MediaRecorder Mode (Firefox, Safari)

When the Web Speech API is unavailable, the component falls back to recording audio:

  1. Records audio using MediaRecorder API
  2. On stop, creates an audio blob (audio/webm)
  3. Calls onAudioRecorded with the blob
  4. Waits for transcription result
  5. Passes result to onTranscriptionChange

Note: The onAudioRecorded prop is required for this mode to work. Without it, the button will be disabled in Firefox/Safari.

Transcription Processing

The component only calls onTranscriptionChange with final transcripts.
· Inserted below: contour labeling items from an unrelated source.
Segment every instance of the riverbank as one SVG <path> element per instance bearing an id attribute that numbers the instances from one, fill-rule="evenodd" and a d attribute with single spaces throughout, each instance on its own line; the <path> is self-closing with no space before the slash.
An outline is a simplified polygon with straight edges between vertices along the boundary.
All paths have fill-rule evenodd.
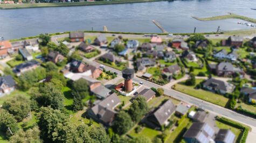
<path id="1" fill-rule="evenodd" d="M 229 13 L 229 14 L 226 14 L 226 15 L 207 17 L 207 18 L 198 18 L 194 16 L 192 16 L 192 17 L 200 21 L 211 21 L 211 20 L 223 20 L 223 19 L 241 19 L 241 20 L 243 20 L 245 21 L 256 24 L 255 19 L 248 18 L 248 17 L 232 13 Z"/>
<path id="2" fill-rule="evenodd" d="M 136 3 L 156 2 L 161 1 L 171 1 L 168 0 L 116 0 L 112 1 L 96 1 L 96 2 L 84 2 L 73 3 L 34 3 L 23 4 L 0 4 L 0 9 L 29 9 L 47 7 L 64 7 L 64 6 L 89 6 L 96 5 L 118 4 L 125 3 Z"/>

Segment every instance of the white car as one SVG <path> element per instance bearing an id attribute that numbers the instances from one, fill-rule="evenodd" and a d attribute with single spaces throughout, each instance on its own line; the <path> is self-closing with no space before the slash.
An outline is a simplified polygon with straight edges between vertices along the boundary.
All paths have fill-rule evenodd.
<path id="1" fill-rule="evenodd" d="M 103 65 L 100 65 L 100 67 L 101 68 L 105 68 L 105 66 Z"/>

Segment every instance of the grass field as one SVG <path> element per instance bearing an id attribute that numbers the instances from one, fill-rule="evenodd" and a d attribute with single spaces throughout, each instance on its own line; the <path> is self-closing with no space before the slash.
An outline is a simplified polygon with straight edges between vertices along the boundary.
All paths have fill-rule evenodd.
<path id="1" fill-rule="evenodd" d="M 228 125 L 227 124 L 225 124 L 217 121 L 216 121 L 216 125 L 219 129 L 231 130 L 231 131 L 236 135 L 236 140 L 237 140 L 239 135 L 241 133 L 241 130 L 240 129 Z M 235 142 L 238 143 L 237 141 Z"/>
<path id="2" fill-rule="evenodd" d="M 197 84 L 203 81 L 203 79 L 197 79 Z M 229 101 L 229 99 L 223 95 L 203 89 L 196 89 L 194 86 L 188 86 L 184 82 L 175 85 L 175 89 L 190 95 L 192 96 L 203 100 L 212 103 L 225 107 Z"/>

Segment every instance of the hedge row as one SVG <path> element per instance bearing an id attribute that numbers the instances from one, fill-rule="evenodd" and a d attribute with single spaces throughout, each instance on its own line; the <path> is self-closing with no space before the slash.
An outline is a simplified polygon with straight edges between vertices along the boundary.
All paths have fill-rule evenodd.
<path id="1" fill-rule="evenodd" d="M 244 109 L 240 107 L 238 107 L 236 108 L 235 110 L 237 111 L 238 112 L 241 113 L 242 114 L 244 114 L 245 115 L 250 116 L 254 118 L 256 118 L 256 113 L 255 112 L 253 112 L 249 110 Z"/>
<path id="2" fill-rule="evenodd" d="M 242 135 L 240 138 L 238 138 L 237 142 L 242 142 L 245 143 L 246 141 L 246 138 L 248 136 L 248 133 L 249 132 L 249 127 L 247 127 L 244 125 L 239 124 L 233 121 L 225 118 L 224 117 L 217 117 L 216 120 L 223 123 L 225 124 L 232 126 L 233 127 L 241 129 L 242 131 Z"/>

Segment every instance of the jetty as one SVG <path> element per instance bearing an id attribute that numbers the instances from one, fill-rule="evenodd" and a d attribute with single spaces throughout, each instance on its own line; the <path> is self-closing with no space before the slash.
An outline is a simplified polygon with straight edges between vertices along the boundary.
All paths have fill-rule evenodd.
<path id="1" fill-rule="evenodd" d="M 154 23 L 155 25 L 156 25 L 156 26 L 157 26 L 157 27 L 160 29 L 160 30 L 161 30 L 161 31 L 162 31 L 162 32 L 163 33 L 169 33 L 169 32 L 168 32 L 168 31 L 165 31 L 165 30 L 163 28 L 163 27 L 162 27 L 162 26 L 160 25 L 160 24 L 158 22 L 156 21 L 155 20 L 152 20 L 152 22 L 153 22 L 153 23 Z"/>
<path id="2" fill-rule="evenodd" d="M 104 32 L 108 32 L 108 28 L 107 27 L 107 26 L 103 26 L 103 31 Z"/>

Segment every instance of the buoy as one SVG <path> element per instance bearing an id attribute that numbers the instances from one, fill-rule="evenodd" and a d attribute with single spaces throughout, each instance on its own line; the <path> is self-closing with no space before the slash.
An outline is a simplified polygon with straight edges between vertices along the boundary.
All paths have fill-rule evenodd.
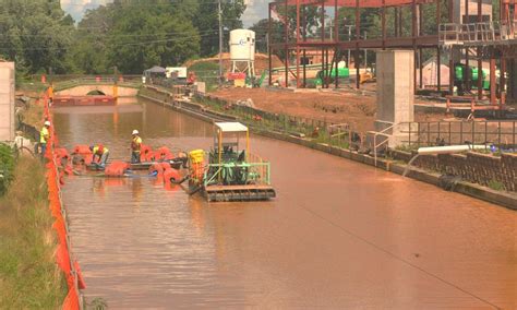
<path id="1" fill-rule="evenodd" d="M 159 163 L 153 164 L 149 167 L 149 174 L 161 175 L 161 174 L 164 174 L 164 167 L 161 167 L 161 164 L 159 164 Z"/>
<path id="2" fill-rule="evenodd" d="M 165 182 L 171 182 L 171 183 L 179 183 L 181 181 L 182 177 L 178 170 L 175 170 L 172 168 L 168 168 L 164 171 L 164 181 Z"/>

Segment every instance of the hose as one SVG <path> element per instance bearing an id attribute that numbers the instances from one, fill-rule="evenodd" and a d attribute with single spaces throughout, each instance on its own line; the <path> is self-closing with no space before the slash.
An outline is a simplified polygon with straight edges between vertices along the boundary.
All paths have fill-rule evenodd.
<path id="1" fill-rule="evenodd" d="M 193 190 L 188 190 L 187 193 L 188 193 L 189 195 L 193 195 L 193 194 L 195 194 L 196 192 L 199 192 L 202 188 L 203 188 L 203 186 L 200 184 L 199 187 L 194 188 Z"/>
<path id="2" fill-rule="evenodd" d="M 181 184 L 182 182 L 187 181 L 188 179 L 190 179 L 190 176 L 185 176 L 183 179 L 178 180 L 178 181 L 175 178 L 171 178 L 170 182 L 173 183 L 173 184 Z"/>

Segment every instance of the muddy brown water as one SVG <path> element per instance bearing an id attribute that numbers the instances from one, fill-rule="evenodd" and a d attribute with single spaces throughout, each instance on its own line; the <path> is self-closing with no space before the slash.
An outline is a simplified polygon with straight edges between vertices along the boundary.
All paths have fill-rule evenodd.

Interim results (Web Speech API) are ignored to prevent incomplete text from being processed.

Visual States

  • Default State: Standard button appearance with microphone icon
  • Listening State: Pulsing animation with accent colors to indicate active listening
  • Processing State: Loading spinner while waiting for transcription (MediaRecorder mode)
  • Disabled State: Button is disabled when no API is available or required props are missing

Lifecycle

  1. Mount: Detects available APIs and initializes appropriate mode
  2. Click: Toggles between listening/recording and stopped states
  3. Stop (MediaRecorder): Processes audio and waits for transcription
  4. Unmount: Stops recognition/recording and releases microphone

Browser Support

The component provides cross-browser support through a two-tier system:

BrowserAPI UsedRequirements
ChromeWeb Speech APINone
EdgeWeb Speech APINone
FirefoxMediaRecorderonAudioRecorded prop
SafariMediaRecorderonAudioRecorded prop

For full cross-browser support, provide the onAudioRecorded callback that sends audio to a transcription service like OpenAI Whisper, Google Cloud Speech-to-Text, or AssemblyAI.

Accessibility

  • Uses semantic button element via shadcn/ui Button
  • Visual feedback for listening state
  • Keyboard accessible (can be triggered with Space/Enter)
  • Screen reader friendly with proper button semantics

Usage with MediaRecorder Fallback

To support Firefox and Safari, provide an onAudioRecorded callback that sends audio to a transcription service:

const handleAudioRecorded = async (audioBlob: Blob): Promise<string> => {
  const formData = new FormData();
  formData.append("file", audioBlob, "audio.webm");
  formData.append("model", "whisper-1");

  const response = await fetch(
    "https://api.openai.com/v1/audio/transcriptions",
    {
      method: "POST",
      headers: {
        Authorization: `Bearer ${process.env.OPENAI_API_KEY}`,
      },
      body: formData,
    }
  );

  const data = await response.json();
  return data.text;
};

<SpeechInput
  onTranscriptionChange={(text) => console.log(text)}
  onAudioRecorded={handleAudioRecorded}
/>

Notes

  • Requires a secure context (HTTPS or localhost)
  • Browser may prompt user for microphone permission
  • Only final transcripts trigger the onTranscriptionChange callback
  • Language is configurable via the lang prop
  • Continuous recognition continues until button is clicked again
  • Errors are logged to console and automatically stop recognition/recording
  • MediaRecorder fallback requires the onAudioRecorded prop to be provided
  • Audio is recorded in audio/webm format for the MediaRecorder fallback

TypeScript

The component includes full TypeScript definitions for the Web Speech API:

  • SpeechRecognition
  • SpeechRecognitionEvent
  • SpeechRecognitionResult
  • SpeechRecognitionAlternative
  • SpeechRecognitionErrorEvent

These types are properly declared for both standard and webkit-prefixed implementations.